Wolves appear rarely in the Erfurt chronicle material, but when they do, they eat people. The chronicle twice (here and here) speaks of an attack in 1271 in which wolves eschewed sheep and instead devoured 30 men, and once mentions a legend of the emperor Nero, who, as some say, fled Rome and succumbed to hunger and thirst in a forest, after which wolves ate his corpse (here). Note too that one manuscript of the Hesse story has the child raptus, not captus, by wolves, which then rapuerant their prey: snatching this child is like snatching any meat. For whatever reasons, something about this young meat strikes them differently; but the story does not forget that when wolves grab a human, they grab it–almost always–to eat it.

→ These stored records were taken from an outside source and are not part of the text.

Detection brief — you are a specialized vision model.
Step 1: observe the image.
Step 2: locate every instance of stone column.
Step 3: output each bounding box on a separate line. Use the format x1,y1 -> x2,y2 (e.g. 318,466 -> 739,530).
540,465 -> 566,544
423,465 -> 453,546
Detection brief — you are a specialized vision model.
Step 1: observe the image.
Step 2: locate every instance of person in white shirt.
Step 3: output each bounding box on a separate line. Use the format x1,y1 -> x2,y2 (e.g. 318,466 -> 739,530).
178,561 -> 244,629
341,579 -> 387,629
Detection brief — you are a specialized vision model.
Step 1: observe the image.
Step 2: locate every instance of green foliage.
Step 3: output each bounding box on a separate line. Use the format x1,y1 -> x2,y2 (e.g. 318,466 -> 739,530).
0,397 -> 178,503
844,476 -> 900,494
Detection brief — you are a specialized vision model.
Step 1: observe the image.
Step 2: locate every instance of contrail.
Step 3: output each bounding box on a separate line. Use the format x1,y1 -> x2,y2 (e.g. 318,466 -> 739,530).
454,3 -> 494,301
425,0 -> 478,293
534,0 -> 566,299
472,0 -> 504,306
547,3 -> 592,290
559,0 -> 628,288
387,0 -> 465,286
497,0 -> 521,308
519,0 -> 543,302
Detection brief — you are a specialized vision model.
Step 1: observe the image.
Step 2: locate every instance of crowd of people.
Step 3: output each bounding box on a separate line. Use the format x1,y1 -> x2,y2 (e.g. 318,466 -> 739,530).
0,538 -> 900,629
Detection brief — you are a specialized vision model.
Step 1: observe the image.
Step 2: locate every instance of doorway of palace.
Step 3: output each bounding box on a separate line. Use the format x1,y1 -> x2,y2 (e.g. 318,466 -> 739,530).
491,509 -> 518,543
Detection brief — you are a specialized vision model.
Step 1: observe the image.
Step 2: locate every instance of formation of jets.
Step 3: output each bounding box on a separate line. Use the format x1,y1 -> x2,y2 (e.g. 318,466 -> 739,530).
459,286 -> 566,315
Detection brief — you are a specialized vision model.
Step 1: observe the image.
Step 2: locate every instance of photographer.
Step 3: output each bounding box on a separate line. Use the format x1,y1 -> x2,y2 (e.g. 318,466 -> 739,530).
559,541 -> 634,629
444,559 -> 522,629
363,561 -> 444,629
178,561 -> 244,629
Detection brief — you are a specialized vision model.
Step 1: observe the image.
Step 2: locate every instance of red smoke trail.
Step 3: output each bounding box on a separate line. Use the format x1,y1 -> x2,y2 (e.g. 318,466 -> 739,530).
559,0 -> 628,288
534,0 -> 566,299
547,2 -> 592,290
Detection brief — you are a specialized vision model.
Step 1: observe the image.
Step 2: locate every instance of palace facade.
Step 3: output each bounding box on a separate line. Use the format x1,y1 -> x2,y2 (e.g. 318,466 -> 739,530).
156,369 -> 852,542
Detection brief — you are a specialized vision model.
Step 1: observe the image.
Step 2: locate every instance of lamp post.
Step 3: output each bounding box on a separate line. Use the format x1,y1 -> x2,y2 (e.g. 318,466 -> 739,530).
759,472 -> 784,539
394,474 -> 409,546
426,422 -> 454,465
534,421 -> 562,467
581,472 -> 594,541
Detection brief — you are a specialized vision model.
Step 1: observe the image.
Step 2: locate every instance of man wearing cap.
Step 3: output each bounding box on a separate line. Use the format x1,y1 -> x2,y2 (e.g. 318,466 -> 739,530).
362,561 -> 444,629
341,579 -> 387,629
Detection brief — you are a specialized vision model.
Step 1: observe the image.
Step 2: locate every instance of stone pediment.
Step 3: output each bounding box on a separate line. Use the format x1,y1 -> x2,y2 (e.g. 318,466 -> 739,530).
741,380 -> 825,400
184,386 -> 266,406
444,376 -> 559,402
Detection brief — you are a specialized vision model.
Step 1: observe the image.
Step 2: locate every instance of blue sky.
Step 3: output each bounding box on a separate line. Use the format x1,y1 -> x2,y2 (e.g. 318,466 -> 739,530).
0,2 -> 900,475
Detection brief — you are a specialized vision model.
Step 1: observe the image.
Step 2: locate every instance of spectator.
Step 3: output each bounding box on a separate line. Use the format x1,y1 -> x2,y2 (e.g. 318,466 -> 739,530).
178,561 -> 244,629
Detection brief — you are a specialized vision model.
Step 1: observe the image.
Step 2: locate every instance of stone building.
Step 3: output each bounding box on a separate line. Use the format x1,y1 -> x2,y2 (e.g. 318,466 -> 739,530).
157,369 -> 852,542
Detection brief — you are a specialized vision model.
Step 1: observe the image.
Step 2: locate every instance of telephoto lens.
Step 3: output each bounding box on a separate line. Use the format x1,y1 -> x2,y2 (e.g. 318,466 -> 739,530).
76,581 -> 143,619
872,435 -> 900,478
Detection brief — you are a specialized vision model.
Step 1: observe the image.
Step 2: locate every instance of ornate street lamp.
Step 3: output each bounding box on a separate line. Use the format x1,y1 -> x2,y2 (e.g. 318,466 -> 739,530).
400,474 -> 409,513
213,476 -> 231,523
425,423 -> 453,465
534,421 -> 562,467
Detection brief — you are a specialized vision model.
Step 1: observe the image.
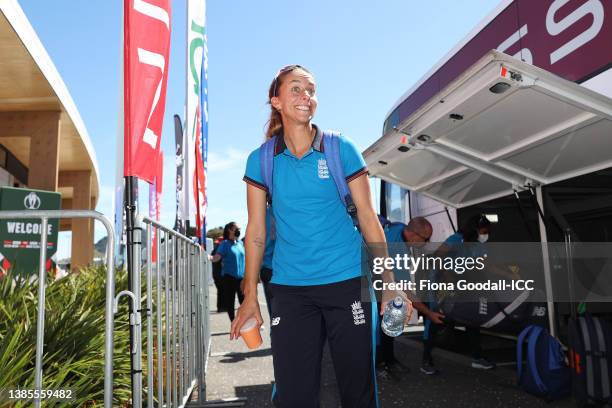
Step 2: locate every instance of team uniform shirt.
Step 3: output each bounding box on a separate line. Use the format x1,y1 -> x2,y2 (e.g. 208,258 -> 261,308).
217,239 -> 244,279
261,210 -> 276,269
244,127 -> 367,286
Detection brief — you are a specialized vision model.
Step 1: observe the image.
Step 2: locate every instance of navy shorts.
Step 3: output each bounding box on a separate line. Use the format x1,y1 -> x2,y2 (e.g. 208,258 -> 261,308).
269,278 -> 378,408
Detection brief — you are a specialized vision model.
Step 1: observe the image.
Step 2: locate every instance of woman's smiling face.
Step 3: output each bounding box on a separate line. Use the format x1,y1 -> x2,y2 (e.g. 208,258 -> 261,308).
270,68 -> 317,124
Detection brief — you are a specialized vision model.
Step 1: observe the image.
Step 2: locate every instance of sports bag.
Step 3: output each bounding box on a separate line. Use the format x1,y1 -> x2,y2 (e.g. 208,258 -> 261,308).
516,325 -> 571,400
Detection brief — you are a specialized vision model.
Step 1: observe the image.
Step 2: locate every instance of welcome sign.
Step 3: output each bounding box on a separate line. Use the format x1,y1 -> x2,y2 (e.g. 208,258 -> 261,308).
0,187 -> 61,275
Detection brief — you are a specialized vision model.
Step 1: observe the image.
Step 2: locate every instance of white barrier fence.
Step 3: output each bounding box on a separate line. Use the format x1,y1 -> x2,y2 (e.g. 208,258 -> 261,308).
0,210 -> 211,408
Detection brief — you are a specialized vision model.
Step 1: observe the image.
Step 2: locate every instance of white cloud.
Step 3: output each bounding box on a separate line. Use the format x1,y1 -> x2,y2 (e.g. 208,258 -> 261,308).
208,147 -> 249,173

This may be a stretch: but if we take melior as not describing the portion size or the cut but as the quality, we might understand the meliorem partem as better than their usual run of meat: not sheep, but perhaps human flesh, better than animal flesh because of its purported great savor and nutritiousness, per any number of medieval imaginations of anthropophagy. I’m reminded of the fifteenth-century hunting manual of Edward of York, which observes that “man’s flesh is so savory and so pleasant that when [wolves] have taken to man’s flesh they will never eat the flesh of other beasts, though they should die of hunger.” I’m reminded, too, of a story I heard on Radiolab, where Barbara Smuts tells about her time among the baboons. Abandoning the pretensions of being only an observing subject among animal objects, she learns to sit like a baboon, to sound like one, and though a vegetarian, she finds herself salivating when she witnesses the baboon troop kill and dismember a young gazelle. She feels this as an encounter with her heritage; we might call it a different way of being in the world; we might also recognize that such differences frame our world differently, remaking certain parts as grievable and others not. Choices will be made, and Smuts’ remapped salivary glands choose to betray both her vegetarianism and the gazelle.

Likewise, during his time with the wolves, how has the boy betrayed his humanity? How has he betrayed us? What has been the result of his disalignment from the noble hunters who enter the woods in their own way, imagining their own flesh to be not for eating, who kill some animals to eat, and kill others—wolves—as competitors, with the help of their own domesticated wolves?

(modified image from here, detail of New York, Columbia University, Burke Library at Union Theological Seminary UTS MS 051, f. 143, Eustace standing in the middle of the river with the lion and the wolf on either side, each with one of Eustace’s sons in his mouth.)